Difficulty is a hard thing to debate. Person A says “I thought the later levels of Far Cry were poorly balanced” and Person B says “QQ moar, you just want EZ mode.” It’s hard to quantify, especially considering we couldn’t go a page on medkits without people insulting each other. :)
I finished all the GTA games, and while there were missions I found harder than others, I often found them satisfying, because the games were open enough that you could often concoct a strat to turn things in your favor. “hey, instead of chasing these guys on a motorcycle, I’ll steal a helicopter and cut them off from the air.” You couldn’t solve every mission like that, but at least you felt like you had options a lot of the time.
I also played a lot of the Midnight Club games, which, predictably, felt more restrictive. A lot of racing games come down to pinpoint execution, and it would get frustrating when you feel like you hit 19/20 turns perfectly but lose because some rubberband AI caught up to you at the last second and knocked you off course on the final turn. In that case, it felt like the game was cheating to beat you, and that gets frustrating quickly.
The worst example I can think of was the final boss fight against the devil in Guitar Hero III Expert. I could write pages about what was wrong with the fight, but in short, you didn’t just need to be exceptionally good, you needed the RNG gods to bless you with the right sequence of powerups, which you didn’t get 90% of the time and caused a guaranteed loss. To make it worse, you had to sit through a minute of the song before getting to the battle portion, which was like adding an unneccessary cutscene to an already unbalanced fight.
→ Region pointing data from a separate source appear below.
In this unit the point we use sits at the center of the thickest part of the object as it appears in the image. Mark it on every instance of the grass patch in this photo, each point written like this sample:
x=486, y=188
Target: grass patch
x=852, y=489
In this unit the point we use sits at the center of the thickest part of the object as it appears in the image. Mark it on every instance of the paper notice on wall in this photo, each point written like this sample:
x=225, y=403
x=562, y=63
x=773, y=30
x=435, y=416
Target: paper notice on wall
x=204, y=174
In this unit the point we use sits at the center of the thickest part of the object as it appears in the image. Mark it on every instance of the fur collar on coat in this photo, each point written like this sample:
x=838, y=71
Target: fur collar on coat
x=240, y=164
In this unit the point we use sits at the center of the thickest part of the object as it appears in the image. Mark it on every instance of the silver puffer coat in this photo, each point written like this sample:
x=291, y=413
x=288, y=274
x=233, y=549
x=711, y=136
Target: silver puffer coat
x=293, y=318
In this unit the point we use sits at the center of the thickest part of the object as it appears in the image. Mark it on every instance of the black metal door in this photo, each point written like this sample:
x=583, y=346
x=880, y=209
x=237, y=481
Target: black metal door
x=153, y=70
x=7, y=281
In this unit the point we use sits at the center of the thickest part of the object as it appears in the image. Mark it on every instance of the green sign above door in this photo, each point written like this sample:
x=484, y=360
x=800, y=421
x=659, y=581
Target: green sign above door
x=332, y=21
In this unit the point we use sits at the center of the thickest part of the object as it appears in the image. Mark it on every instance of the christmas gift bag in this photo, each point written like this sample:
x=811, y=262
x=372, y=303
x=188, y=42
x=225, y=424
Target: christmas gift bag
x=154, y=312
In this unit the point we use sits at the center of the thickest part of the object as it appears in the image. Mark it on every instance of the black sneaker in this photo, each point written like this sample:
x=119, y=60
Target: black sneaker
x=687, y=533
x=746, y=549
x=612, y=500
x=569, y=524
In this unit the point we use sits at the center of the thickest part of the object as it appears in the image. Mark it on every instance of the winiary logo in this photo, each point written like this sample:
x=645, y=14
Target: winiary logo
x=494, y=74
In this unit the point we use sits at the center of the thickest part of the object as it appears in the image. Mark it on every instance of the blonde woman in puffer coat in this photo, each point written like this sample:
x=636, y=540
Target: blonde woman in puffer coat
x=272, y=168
I guess what it comes down to for me is fairness. I don’t mind a boss with a zillion hitpoints, but when your rank-and-file grunts can take multiple headshots, it feels a little silly. I’d be happier with 20 enemies flooding out of a barracks than bunch of guys spawning in front of me out of thin air. I remember Black Hawk Down had gripping, wide-open sections where you had to cross giant areas with gunfire flying in every direction, but also a lot of “gotcha!” trap deaths that were almost impossible to avoid the first time through. I guess “difficulty” doesn’t really bother me as long as I feel like the designer is playing fair.